US equities have the potential to continue performing in a low volatility regime but the catalysts that would determine this performance are influenced by the propensity by which the market participant are willing to move away from paying attention to Federal Reserve rhetoric and concentrate on the economic behaviour. Strategy selection is going to be crucial when incorporating this exposure.
The market expectation for UK equity is to continue the upside trend started last year fuelled by the economy performing in a higher growth environment (relatively speaking). The BOE new communication exercise with regards to the implementation of the monetary policy is going to have a large influence on the expected performance and can push the volatility into a higher regime as a monetary tightening decision could be brought forward and surprise markets. Also the market expectation with regards to the economy performance is high, as positive news continues to fuel the positive sentiment. Any short term derailment of the economy performance can generate a steep correction. Caution should prevail, as any realisation of the potential detracting factors above, can act together and force equity markets to dislocate.
Japan equity performance is highly dependent on the Abenomics efficiency combined with the BOJ unprecedented quantitative easing. The Japanese yen rerating that were a determinant of the equity performance during 2013 will have a lower impact going forward. We consider that the past year performance is going to be hard to be replicated during 2014.
Emerging market as a whole is no longer driven just by BRIC countries and deterioration in sentiment generated by some countries running budget deficits in conjunction with the tapering exercise that reduces the attractiveness of a carry trade will create a higher volatility regime. We also have to mention the short term liquidity issues arising from China. Depending on the amplitude of the current sentiment we appreciate that the evolution would have four layers of degradation: currency, government EM bonds, corporate EM bonds and EM equities. Depending on the sentiment deterioration we might see a contagion of the positive sentiment in developed markets. Opportunities might be found in some regions where steps were taken to realign the local economies to global trends of growth but it is difficult to pin point the catalyst that will drive buying pressure across the board.

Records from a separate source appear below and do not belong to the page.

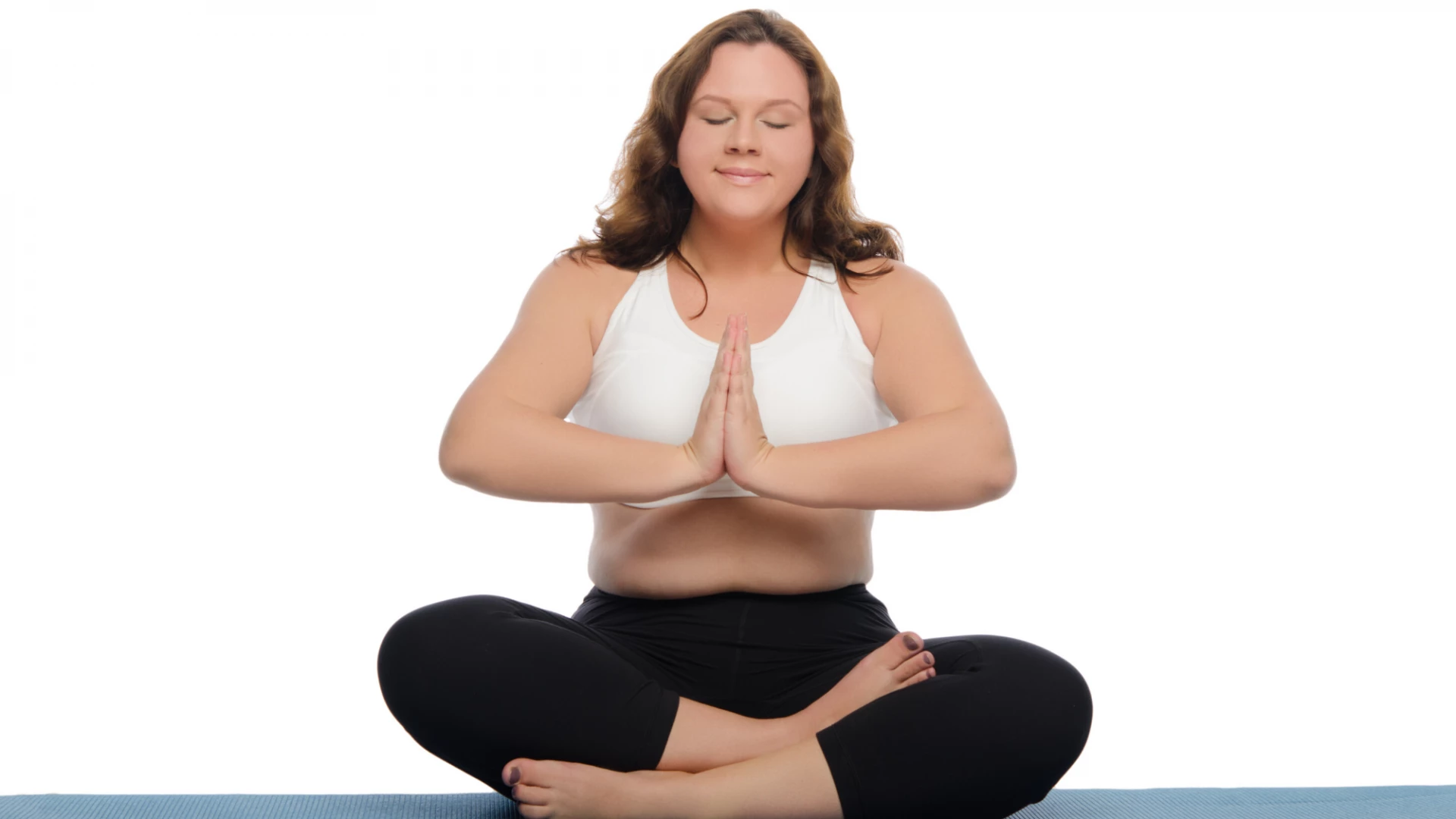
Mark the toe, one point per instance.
(522, 773)
(910, 642)
(915, 665)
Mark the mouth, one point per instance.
(743, 178)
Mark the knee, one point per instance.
(416, 646)
(1052, 700)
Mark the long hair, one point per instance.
(651, 203)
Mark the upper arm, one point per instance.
(545, 362)
(924, 363)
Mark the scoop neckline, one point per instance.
(755, 346)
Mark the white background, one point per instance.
(254, 253)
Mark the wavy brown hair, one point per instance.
(651, 205)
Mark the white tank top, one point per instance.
(811, 378)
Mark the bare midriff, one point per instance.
(734, 544)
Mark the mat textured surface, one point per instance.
(1383, 802)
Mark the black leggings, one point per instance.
(482, 679)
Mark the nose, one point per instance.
(743, 137)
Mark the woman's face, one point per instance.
(748, 111)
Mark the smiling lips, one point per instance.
(742, 175)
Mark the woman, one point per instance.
(728, 657)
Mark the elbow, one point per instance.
(457, 468)
(998, 483)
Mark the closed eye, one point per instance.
(721, 121)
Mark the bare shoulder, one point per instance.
(601, 283)
(867, 300)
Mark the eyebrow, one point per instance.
(769, 104)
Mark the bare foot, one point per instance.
(899, 664)
(573, 790)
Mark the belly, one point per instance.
(736, 544)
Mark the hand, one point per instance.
(705, 449)
(746, 447)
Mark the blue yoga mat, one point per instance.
(1383, 802)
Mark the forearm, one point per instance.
(530, 455)
(934, 463)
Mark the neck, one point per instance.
(737, 249)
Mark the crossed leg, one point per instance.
(986, 738)
(780, 770)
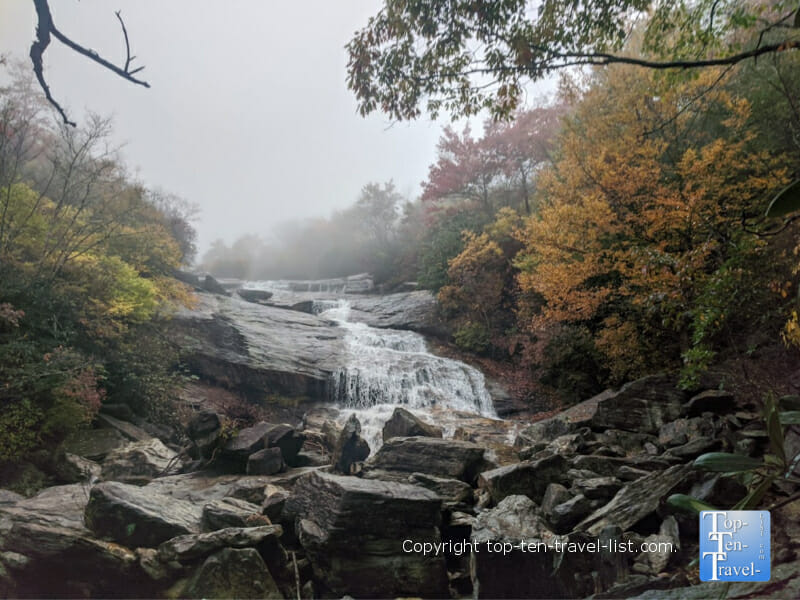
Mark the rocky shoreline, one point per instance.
(306, 509)
(282, 512)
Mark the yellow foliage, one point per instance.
(641, 207)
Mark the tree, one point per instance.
(46, 30)
(466, 168)
(642, 234)
(463, 56)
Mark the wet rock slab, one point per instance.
(353, 529)
(136, 516)
(255, 347)
(444, 458)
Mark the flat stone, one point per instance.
(693, 449)
(136, 516)
(287, 438)
(641, 406)
(715, 401)
(529, 478)
(126, 429)
(140, 462)
(443, 458)
(230, 512)
(598, 488)
(94, 444)
(233, 573)
(265, 462)
(404, 423)
(635, 501)
(451, 491)
(353, 529)
(563, 517)
(186, 548)
(246, 442)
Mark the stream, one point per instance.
(387, 368)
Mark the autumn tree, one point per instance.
(641, 234)
(462, 56)
(86, 259)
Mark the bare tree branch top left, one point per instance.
(46, 30)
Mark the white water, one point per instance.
(386, 368)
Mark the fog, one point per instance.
(248, 115)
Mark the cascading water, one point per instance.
(386, 368)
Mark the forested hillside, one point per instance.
(617, 229)
(86, 262)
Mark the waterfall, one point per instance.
(385, 368)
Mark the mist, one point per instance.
(248, 116)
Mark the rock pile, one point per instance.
(424, 516)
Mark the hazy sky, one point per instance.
(248, 115)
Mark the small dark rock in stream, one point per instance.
(255, 296)
(267, 461)
(435, 456)
(350, 447)
(404, 423)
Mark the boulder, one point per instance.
(640, 406)
(718, 490)
(139, 462)
(715, 401)
(129, 431)
(230, 512)
(245, 442)
(204, 429)
(9, 497)
(353, 532)
(529, 478)
(251, 348)
(232, 573)
(453, 492)
(274, 502)
(533, 570)
(135, 516)
(61, 557)
(554, 495)
(257, 296)
(71, 468)
(635, 501)
(415, 311)
(288, 439)
(213, 286)
(597, 488)
(693, 449)
(93, 444)
(403, 423)
(265, 462)
(543, 431)
(187, 548)
(563, 517)
(434, 456)
(203, 487)
(350, 447)
(684, 430)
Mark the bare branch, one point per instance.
(45, 28)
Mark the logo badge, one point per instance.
(734, 545)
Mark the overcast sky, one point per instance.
(248, 115)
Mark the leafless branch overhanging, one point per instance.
(46, 30)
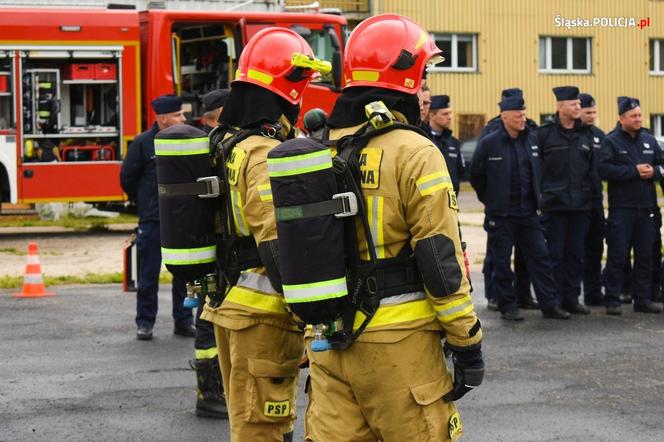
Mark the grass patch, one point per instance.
(86, 224)
(16, 282)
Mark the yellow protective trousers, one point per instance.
(381, 392)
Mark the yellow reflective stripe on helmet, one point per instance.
(375, 217)
(455, 309)
(365, 75)
(295, 165)
(259, 301)
(433, 182)
(238, 213)
(198, 255)
(316, 291)
(395, 314)
(265, 192)
(207, 353)
(178, 147)
(260, 76)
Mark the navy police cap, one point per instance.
(587, 100)
(512, 103)
(167, 104)
(626, 104)
(511, 92)
(439, 102)
(566, 93)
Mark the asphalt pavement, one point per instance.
(72, 370)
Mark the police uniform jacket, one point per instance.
(598, 136)
(253, 300)
(450, 148)
(567, 166)
(409, 197)
(490, 170)
(619, 155)
(138, 175)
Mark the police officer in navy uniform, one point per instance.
(440, 121)
(567, 190)
(592, 283)
(138, 178)
(505, 173)
(631, 161)
(521, 280)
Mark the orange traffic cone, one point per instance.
(33, 283)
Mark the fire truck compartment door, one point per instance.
(70, 181)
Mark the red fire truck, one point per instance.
(76, 86)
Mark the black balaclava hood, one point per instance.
(349, 108)
(249, 105)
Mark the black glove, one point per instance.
(468, 372)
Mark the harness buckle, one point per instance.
(349, 203)
(213, 186)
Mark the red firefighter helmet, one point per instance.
(389, 51)
(268, 61)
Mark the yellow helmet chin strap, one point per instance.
(308, 62)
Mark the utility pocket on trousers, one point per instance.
(271, 390)
(442, 419)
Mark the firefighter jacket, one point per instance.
(253, 299)
(491, 169)
(409, 198)
(618, 157)
(567, 166)
(138, 175)
(450, 148)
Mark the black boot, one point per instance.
(210, 400)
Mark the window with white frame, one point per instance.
(565, 55)
(459, 50)
(657, 125)
(657, 56)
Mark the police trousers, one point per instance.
(565, 233)
(381, 392)
(148, 243)
(503, 233)
(592, 270)
(259, 366)
(627, 227)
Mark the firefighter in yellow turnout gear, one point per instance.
(392, 384)
(259, 343)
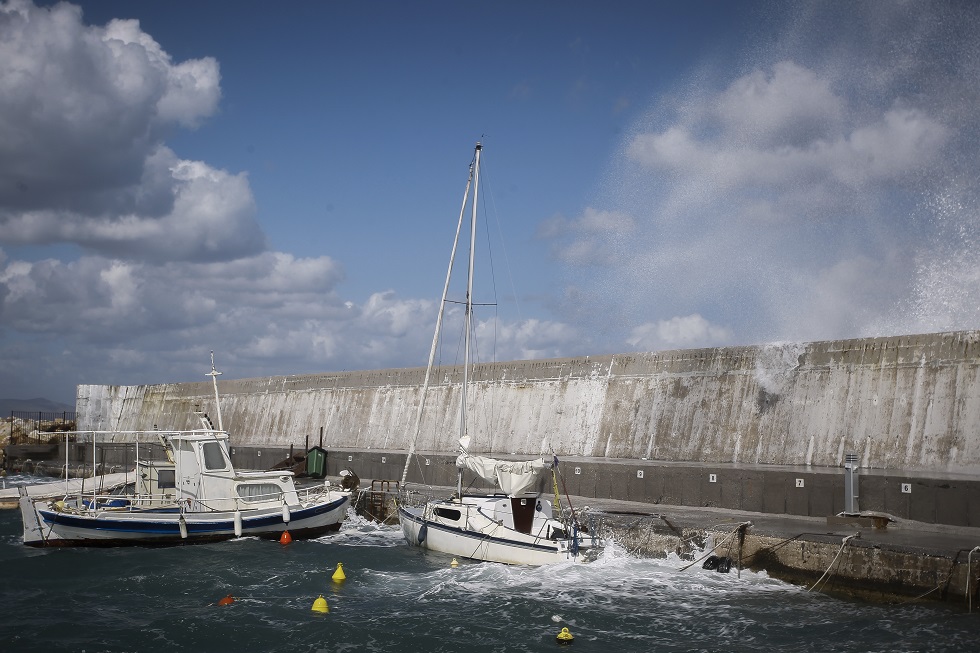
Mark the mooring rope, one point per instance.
(834, 561)
(718, 546)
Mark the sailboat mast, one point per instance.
(469, 311)
(469, 294)
(438, 331)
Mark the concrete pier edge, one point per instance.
(758, 430)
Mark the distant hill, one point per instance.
(33, 406)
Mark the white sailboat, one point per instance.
(511, 526)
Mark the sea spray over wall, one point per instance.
(822, 187)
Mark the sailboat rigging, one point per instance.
(512, 526)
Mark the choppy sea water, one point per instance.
(398, 598)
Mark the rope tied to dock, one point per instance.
(834, 561)
(740, 528)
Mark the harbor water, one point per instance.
(399, 598)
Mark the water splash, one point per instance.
(819, 185)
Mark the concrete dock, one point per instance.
(673, 445)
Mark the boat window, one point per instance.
(252, 492)
(448, 513)
(213, 458)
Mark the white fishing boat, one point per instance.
(193, 494)
(512, 526)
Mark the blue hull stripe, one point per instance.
(157, 527)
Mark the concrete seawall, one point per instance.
(907, 402)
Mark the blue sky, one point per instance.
(280, 184)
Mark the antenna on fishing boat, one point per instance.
(214, 374)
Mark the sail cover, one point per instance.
(513, 477)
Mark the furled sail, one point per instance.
(512, 477)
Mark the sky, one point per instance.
(280, 184)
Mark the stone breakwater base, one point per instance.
(763, 430)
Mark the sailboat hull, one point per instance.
(476, 536)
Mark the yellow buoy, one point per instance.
(564, 637)
(320, 605)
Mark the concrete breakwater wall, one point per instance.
(904, 402)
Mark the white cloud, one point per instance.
(524, 339)
(83, 111)
(588, 239)
(679, 332)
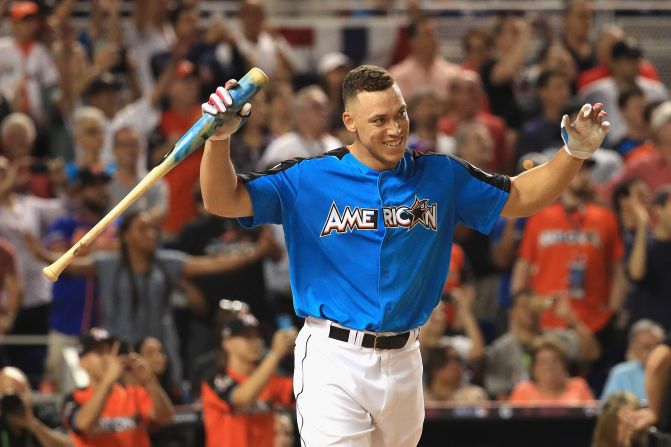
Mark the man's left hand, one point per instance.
(584, 136)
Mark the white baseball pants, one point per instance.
(347, 395)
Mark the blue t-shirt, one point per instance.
(367, 249)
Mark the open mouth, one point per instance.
(392, 144)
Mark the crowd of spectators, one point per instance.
(564, 307)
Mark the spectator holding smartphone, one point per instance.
(109, 413)
(239, 400)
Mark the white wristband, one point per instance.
(577, 154)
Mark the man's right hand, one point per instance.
(219, 103)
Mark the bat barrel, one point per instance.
(248, 86)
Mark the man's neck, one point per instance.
(309, 133)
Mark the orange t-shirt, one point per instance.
(122, 423)
(181, 181)
(576, 392)
(554, 239)
(252, 426)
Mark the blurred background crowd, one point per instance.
(564, 307)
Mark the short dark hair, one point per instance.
(365, 78)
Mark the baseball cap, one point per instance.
(240, 325)
(627, 48)
(93, 339)
(91, 176)
(331, 61)
(21, 10)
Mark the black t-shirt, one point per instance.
(651, 296)
(211, 235)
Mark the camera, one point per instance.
(11, 404)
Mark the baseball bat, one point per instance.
(193, 139)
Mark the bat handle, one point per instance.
(54, 270)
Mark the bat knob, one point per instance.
(50, 274)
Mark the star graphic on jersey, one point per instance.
(417, 212)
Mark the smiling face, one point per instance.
(380, 121)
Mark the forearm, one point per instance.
(48, 437)
(536, 188)
(637, 258)
(89, 413)
(247, 392)
(219, 183)
(163, 410)
(657, 370)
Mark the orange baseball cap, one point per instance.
(20, 10)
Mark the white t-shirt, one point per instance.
(36, 66)
(30, 215)
(292, 145)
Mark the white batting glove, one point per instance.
(584, 136)
(220, 102)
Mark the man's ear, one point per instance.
(348, 121)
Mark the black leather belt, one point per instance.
(371, 341)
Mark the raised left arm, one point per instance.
(536, 188)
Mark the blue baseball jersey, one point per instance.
(371, 250)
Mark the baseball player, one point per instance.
(366, 228)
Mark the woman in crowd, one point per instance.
(136, 282)
(615, 424)
(551, 382)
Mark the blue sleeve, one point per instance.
(480, 196)
(273, 193)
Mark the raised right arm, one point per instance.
(223, 192)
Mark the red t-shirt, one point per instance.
(122, 423)
(244, 427)
(181, 180)
(555, 239)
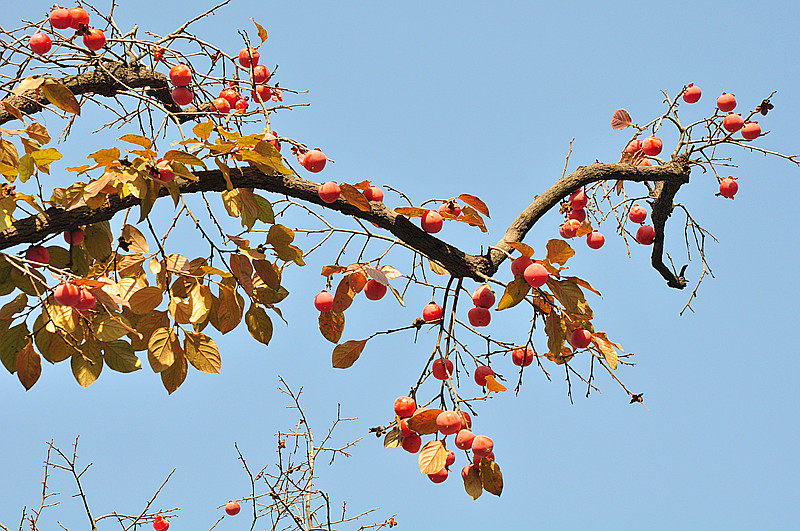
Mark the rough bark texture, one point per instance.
(111, 78)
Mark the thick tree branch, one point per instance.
(461, 264)
(108, 80)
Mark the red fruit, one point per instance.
(442, 368)
(67, 294)
(260, 74)
(651, 146)
(483, 296)
(726, 102)
(232, 508)
(646, 235)
(411, 443)
(404, 406)
(182, 95)
(180, 75)
(432, 222)
(476, 459)
(95, 39)
(450, 459)
(329, 192)
(481, 373)
(79, 16)
(439, 476)
(578, 199)
(405, 431)
(74, 237)
(733, 122)
(249, 56)
(479, 316)
(578, 214)
(519, 264)
(263, 92)
(637, 214)
(465, 471)
(464, 439)
(691, 94)
(86, 302)
(232, 95)
(595, 240)
(536, 275)
(373, 193)
(432, 313)
(728, 187)
(751, 130)
(60, 18)
(374, 290)
(451, 208)
(323, 301)
(37, 253)
(570, 228)
(580, 338)
(634, 147)
(466, 420)
(482, 446)
(160, 524)
(241, 107)
(522, 357)
(221, 105)
(40, 43)
(448, 422)
(314, 161)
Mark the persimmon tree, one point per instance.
(193, 129)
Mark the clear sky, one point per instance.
(441, 98)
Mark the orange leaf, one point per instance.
(475, 203)
(346, 354)
(354, 197)
(411, 212)
(523, 248)
(331, 324)
(432, 457)
(493, 385)
(29, 365)
(620, 120)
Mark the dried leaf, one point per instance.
(331, 324)
(346, 354)
(432, 457)
(620, 120)
(515, 292)
(29, 366)
(559, 251)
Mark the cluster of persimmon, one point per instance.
(162, 524)
(229, 98)
(75, 18)
(577, 215)
(458, 423)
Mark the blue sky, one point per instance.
(438, 99)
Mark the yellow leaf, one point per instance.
(60, 96)
(559, 251)
(515, 292)
(493, 386)
(346, 354)
(331, 324)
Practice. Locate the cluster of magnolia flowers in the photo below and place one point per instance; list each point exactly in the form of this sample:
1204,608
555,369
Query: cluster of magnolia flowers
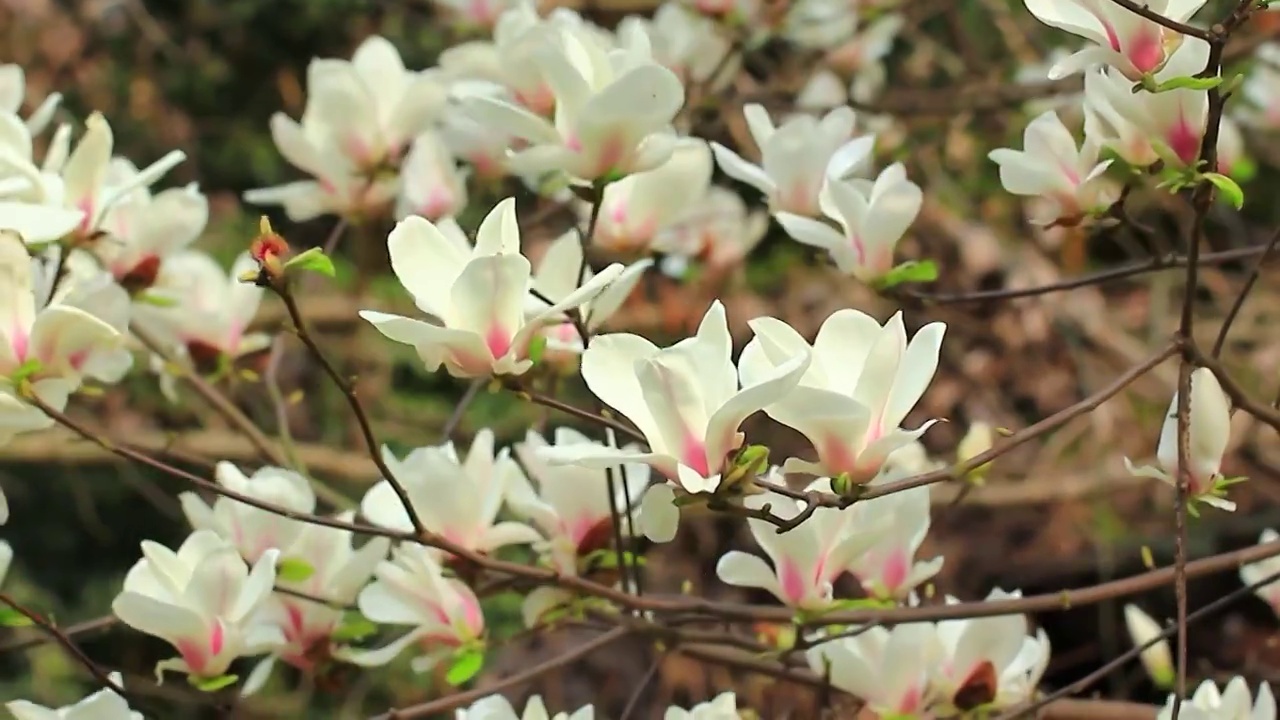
91,259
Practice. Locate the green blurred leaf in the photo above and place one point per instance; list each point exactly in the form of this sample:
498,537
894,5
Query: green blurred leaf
211,684
10,618
1228,187
293,570
465,666
909,272
353,627
312,260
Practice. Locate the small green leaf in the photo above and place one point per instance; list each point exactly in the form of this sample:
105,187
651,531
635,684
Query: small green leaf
293,570
1189,83
465,666
24,372
1228,187
211,684
909,272
10,618
311,260
536,349
353,627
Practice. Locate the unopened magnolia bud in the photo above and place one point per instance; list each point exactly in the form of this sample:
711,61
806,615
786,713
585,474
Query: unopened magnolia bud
977,441
269,250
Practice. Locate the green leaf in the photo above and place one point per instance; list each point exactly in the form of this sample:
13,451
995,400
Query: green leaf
465,666
353,627
293,570
1189,82
311,260
909,272
24,372
211,684
536,349
10,618
1228,187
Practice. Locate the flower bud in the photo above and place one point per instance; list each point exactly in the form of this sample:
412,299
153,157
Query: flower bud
269,250
972,445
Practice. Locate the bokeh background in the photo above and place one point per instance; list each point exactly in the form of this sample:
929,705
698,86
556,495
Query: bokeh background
205,76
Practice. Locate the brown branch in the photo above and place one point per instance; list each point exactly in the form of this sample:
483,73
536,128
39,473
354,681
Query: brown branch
348,391
65,642
1165,22
1244,292
457,700
215,399
1128,270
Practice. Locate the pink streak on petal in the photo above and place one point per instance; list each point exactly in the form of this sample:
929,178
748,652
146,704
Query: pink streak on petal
498,341
791,582
193,655
694,454
895,570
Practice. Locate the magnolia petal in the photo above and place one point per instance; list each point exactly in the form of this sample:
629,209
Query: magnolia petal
659,518
746,570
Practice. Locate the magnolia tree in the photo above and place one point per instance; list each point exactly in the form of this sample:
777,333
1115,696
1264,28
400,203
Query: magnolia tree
99,277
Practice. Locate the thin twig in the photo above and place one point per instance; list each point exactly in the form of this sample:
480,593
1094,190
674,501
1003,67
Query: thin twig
348,391
65,642
447,703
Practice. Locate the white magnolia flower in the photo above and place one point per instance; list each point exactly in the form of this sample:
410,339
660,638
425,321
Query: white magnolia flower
204,310
720,231
411,589
1257,572
639,206
850,404
1123,40
69,182
798,158
887,569
371,106
360,117
458,500
807,560
722,707
103,705
13,91
1143,127
333,572
250,529
1234,702
571,504
688,44
54,342
142,228
497,707
433,186
1050,165
688,404
478,295
990,648
873,217
886,668
1157,659
613,110
1210,432
507,65
557,278
202,600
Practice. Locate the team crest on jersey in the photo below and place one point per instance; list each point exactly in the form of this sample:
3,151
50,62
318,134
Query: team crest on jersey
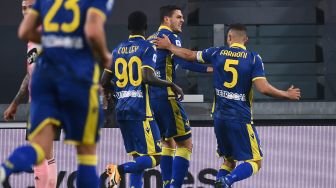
178,43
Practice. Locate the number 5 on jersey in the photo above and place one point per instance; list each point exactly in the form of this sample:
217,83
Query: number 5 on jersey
229,68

There are a number of key events worth highlighting which will add volatility and could impact portfolio returns over 2014 as outlined below:
Key Fed Meetings Jan, Mar, Apr, Jun
Debt Ceiling Negotiations 7th February
European Elections 22nd May
Scotland Independence Ref 18th September
EU Bank Stress Test Results October
Brazil General Election 5th October
US Senate / House Elections 4th November
Overall looking forward, 2014 promises to be an interesting year where behavioural biases might have a higher influence in the market performance and where early detection of sentiment degradation is going to be crucial. We also take the view that risk management is crucial when budgeting risk by incorporating a framework that utilises a strategy approach to directional asset exposures.